Emma Ruth Rundle and Thou - May Our Chamber Be Full
Fleet Foxes - Shore
Genesis - From Genesis to Revelation
Yob - Clearing the Path to Ascend
Sex Pistols - Never Mind the Bollocks...
Venue - DesirĂ©ena 
Venue - One Without a Second
Death Crux - Mutant Flesh
The Seatbelts - Cowboy Bebop OST
Zombi - Shape Shift




Card:


Endings and transformation. 

Monday, December 17, 2018

2018: Monday, December 17th



Saturday night my cousin Charles introduced me to Kevin Morby. It was late, there were a handful of people, all of us speaking passionately about this and that, so I couldn't really hear the music as it dwindled out of my small blu tooth speaker placed behind my parents' basement bar, but Charles' recommendations are always fantastic, even if I'm not always in the right headspace to completely sync with them.

No problem in the 'sync' department this time.
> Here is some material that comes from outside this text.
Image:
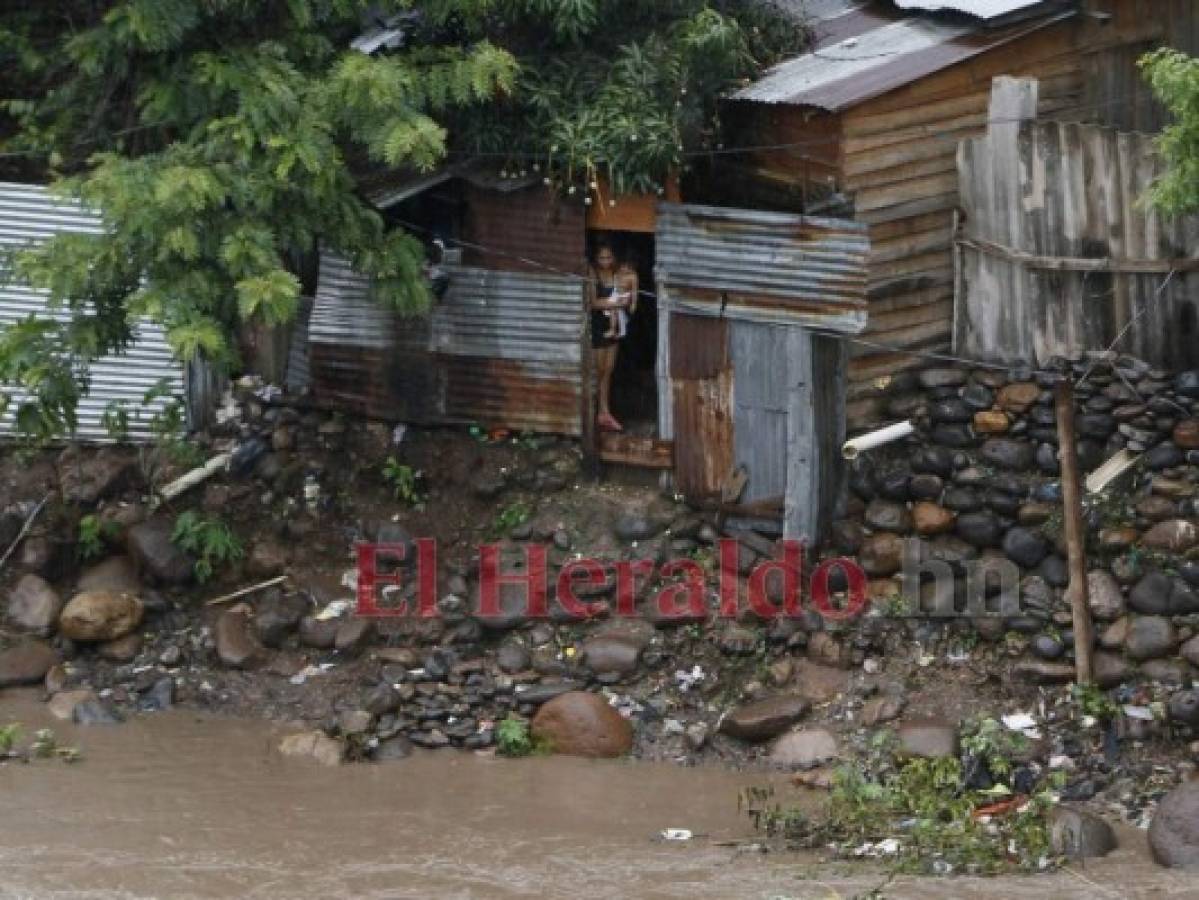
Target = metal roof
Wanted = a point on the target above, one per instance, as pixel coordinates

Sunday at Midway Airport I put on Morby's 2016 album Singing Saw and it became my travel album for the day, the 5 1/2 hour musical loop that got me through take off, flight, and departure in a beautifully fleeting hypnogogic trance. Needless to say the album is not only fantastic, but endeared to me now for all time.
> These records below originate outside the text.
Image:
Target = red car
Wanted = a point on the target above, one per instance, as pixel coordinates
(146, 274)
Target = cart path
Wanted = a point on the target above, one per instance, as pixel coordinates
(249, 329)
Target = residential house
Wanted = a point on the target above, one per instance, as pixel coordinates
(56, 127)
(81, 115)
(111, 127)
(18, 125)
Re-acclimating to LaLaLand and what we refer to as 'normal life' because here I don't eat terribly, drink full throttle every night, or dabble in anything beyond the occasional vape. Part of that re-acclimation process was as simple as putting some vinyl the turntable and just chilling the f*&k out. I led the way with a wonderful gift I received from Mr. Brown while I was in:


That's right! The 20th anniversary vinyl edition of Calexico's seminal The Black Light album. I'll be honest - back in the day Mr. Brown was always more into these guys than I was; Even Sure Things Fall Through was the album that hit me the most, with the very Badalamenti opener Sonic Wind virtually assuring my allegiance, and Feast of Wire played a pretty big role in my initial soundtrack upon moving to Los Angeles, but I've often had a hard time finding the right headspace to fit Calexico in on a semi-regular basis. And something about that seems to have changed, as my moods and headspace grow and expand. For almost ten years now I've experienced an increasingly strong connection to Metal in most of its forms (especially the newer, stranger mutations like Blut Aus Nord and The Body) because it's music that helps me write. Often even if I'm in the mood for slower, quieter tunes to listen to while writing it I have to jack the headphone volume because I primarily do the big work in a public place that pipes in music. Also, if I'm lagging, metal kicks my ass in gear. That said, my walk to said writing place is mellow and peaceful, and sometimes of late my morning music leans away from metal, as does my evening, at-home-on-the-record-player listening, so this is perfect. And, The Black Light is a beautiful record, as are the re-issue's linear notes, which are partially (or maybe entirely - they're long and I haven't had a chance to finish them yet) written by Calexico co-founder Joey Burns, so it's a wonderful window into the band and the situations/thoughts/experiences that led to the record's creation.

Playlist from Sunday, 12/16:

Kevin Morby - Singing Saw
Daughters - You Won't Get What You Want
Calexico - The Black Light

Card of the day:


The journey home is over, the journey back to a productive reality begins today.